Morality is omnipresent, and so is politics, and politics that dissociates itself from morality is simply bad politics.
But I have not yet answered the question of what I would have done had I been in the place of my predecessors and faced the dilemmas which they faced.
I will admit that I don't know. I only think I would probably have decided differently, while not ruling out the possibility that this belief is influenced by the fact that I know what they did not: the consequences resulting from their decisions.
Thus, it appears more relevant to ask myself another question: what would I do if I found myself confronted today with a dilemma similar to those which they had to deal with, not knowing and not being able to know just as they didn't what the ultimate impact of my decision would be.

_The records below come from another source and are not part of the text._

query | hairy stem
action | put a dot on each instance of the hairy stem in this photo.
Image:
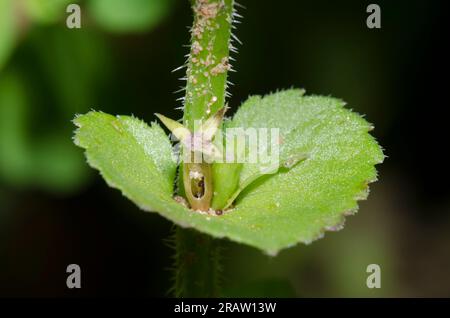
(206, 76)
(197, 261)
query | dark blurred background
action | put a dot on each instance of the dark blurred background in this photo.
(55, 210)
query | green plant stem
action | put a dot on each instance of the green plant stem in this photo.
(197, 261)
(197, 264)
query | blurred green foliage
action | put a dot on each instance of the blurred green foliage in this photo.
(129, 16)
(56, 73)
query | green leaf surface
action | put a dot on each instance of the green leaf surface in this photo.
(273, 212)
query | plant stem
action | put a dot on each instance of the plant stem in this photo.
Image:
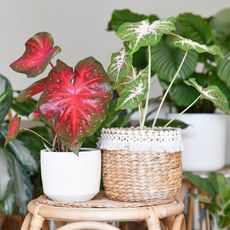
(169, 87)
(51, 65)
(148, 90)
(29, 130)
(182, 111)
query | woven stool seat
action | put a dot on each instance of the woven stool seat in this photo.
(95, 213)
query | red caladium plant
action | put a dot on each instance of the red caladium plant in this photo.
(72, 101)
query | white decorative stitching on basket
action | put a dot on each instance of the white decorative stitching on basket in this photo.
(133, 139)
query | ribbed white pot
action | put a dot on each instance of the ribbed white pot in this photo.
(67, 177)
(204, 141)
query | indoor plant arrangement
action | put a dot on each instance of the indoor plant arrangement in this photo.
(215, 197)
(144, 164)
(207, 70)
(73, 103)
(19, 160)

I believe I would try to judge objectively all the relevant aspects, consult with many people who have my full confidence, analyze the whole situation and attempt to make a rational estimate of the different consequences that my action could possibly have. And when, having done all that, I still would not know what to do, I would probably turn to an authority which, while it may not be wholly reliable in the strict sense of the word, has more than once proved to be the most reliable source to me: my conscience, my moral instincts, that part in me which as I see it transcends me.
We all know what qualms of conscience are, the strange and dejecting feeling that we have betrayed something in us, or something above us, that we have sunk into a mire, or soiled ourselves with some ugly dirt, the feeling of having done something which we must constantly justify before someone near us, something in us or someone above us, while suspecting that the more we seek such justification the less convinced we shall be in our own mind that what we did was truly right. This is a state of deep existential distress, a contact with what some philosophers call nothingness. On the other hand, we all know the uplifting state of mind that comes from having decided to do something that does not bring us any visible benefits, but of which we can be certain that it satisfies the requirements we are called upon to meet, through our conscience, by what is called the moral order of the world.
I do not know whether these thoughts will win the applause of politicians. But I can't help it: nothing has convinced me so far that doing what our heart tells us to do is not the best politics of all.
Ladies and gentlemen,
I thank you for the attention with which you have listened to these remarks. Most of all, I thank Catalonia for the prize it has awarded me today. I am happy to receive it together with a man whom I hold in the highest esteem.